Можно ли говорить о том, что у фотографического сообщества сегодня есть место и возможность для объединения, а не рассредоточения? В советское время были, например, фотомагазины, где все собирались и проводили время, а не только покупали.

А что было в советское время? Была клубная система. Во-первых, мое вхождение в фотографию — это студия Лапина, где собрались какие-то энтузиасты фотографии. Многие, скажем прямо, ничего не снимали, но хотели общаться. И для большинства фотографов той эпохи, 80–90-х годов, общение носило технический характер, потому что нужно было расти технически, овладеть и печатью, и разными ее способами, настроить фотоувеличитель. Людей мало интересовало само творчество, а интересовало просто общение. В принципе это был клуб. Кто такой фотограф? Это и бытовик, и корреспондент.

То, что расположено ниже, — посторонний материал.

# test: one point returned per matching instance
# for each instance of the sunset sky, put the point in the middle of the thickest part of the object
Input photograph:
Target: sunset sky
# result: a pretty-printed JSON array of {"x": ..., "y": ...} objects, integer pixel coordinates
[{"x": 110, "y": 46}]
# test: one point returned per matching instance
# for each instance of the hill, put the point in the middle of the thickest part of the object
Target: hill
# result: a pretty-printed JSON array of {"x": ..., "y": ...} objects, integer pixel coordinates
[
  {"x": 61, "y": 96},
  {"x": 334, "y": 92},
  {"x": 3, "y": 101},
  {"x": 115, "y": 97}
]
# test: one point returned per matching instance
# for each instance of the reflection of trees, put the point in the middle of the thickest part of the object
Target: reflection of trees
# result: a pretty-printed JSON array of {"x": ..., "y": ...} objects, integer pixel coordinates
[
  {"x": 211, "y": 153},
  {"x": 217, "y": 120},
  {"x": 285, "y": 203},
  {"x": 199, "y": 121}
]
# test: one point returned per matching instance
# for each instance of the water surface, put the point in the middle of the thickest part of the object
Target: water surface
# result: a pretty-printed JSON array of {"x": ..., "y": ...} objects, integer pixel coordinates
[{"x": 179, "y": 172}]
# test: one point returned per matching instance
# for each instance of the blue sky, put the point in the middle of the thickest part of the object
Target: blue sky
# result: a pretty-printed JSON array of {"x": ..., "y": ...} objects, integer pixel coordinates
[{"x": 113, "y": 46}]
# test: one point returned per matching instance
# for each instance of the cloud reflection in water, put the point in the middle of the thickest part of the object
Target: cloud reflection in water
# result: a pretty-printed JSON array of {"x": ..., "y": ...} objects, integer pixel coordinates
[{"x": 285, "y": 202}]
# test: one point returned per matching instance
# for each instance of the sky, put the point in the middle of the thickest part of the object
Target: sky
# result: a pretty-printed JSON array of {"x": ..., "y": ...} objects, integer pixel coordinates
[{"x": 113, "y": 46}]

И у нас были какие-то общие проблемы — купить или продать объектив, а ведь лучше это сделать в своем кругу: больше шансов на какую-то оказию, что кто-то поедет в Москву или там в Париж, чтобы попросить починить или купить.

Это объединяло?

Да, из этого сложилось сообщество, которое встречалось на выставках, допустим. Я вспоминаю, что всегда в этих фотоклубах, назовем их так, был и человек, который работает в милиции, и прокурор, и кто-то из горисполкома, и какой-то видный член партии… То есть это был такой коллектив мужиков, у которых все было схвачено. И каждый мог помочь решить другому любой бытовой конфликт, потому что все были на связи. Не знаю, если говорить про пластинки или коллекционеров календариков, работала ли там такая система, но вот фотограф — это был такой мужик, который занят конкретным делом. Это, возможно, был еще такой уход от семьи — какая-то черная комната, куда-то он уходит, что-то печатает, остается один на один с собой. Заменой этому был гараж для тех, у кого была машина. Тоже копаешься потихоньку сам с собой. На выставки ходили тоже разные люди, и было настоящее общение, был цех.

Сейчас он есть?

Нет, его нет. Или просто я не знаю про это цеховое общение. На какие-то открытия, даже связанные с фотографией, фотографов приглашают не всегда, там другая атмосфера, другие гости. И какого-то фотосообщества, его просто нет. Может быть, оно существует у другого поколения. Молодежь хочет общаться и общается, а в возрасте хочется сохранить какие-то силы, чтобы твою энергию молодежь не похитила. (Смеется.) Молодежь мне пишет: «Игорь, будем ли на даче собираться?» А я думаю: «Ну вот опять всю траву вытопчут». (Смеется.)

На вашей даче?

Ну да, я часто практиковал такое: собраться на даче или устроить квартирную выставку, чтобы люди могли общаться. Потому что есть тоже проблема, что разные курсы фотографов не могут познакомиться, а в силу возраста им ведь вместе прорываться и им нужно общаться. Так что дача — это тоже своеобразный клуб по интересам.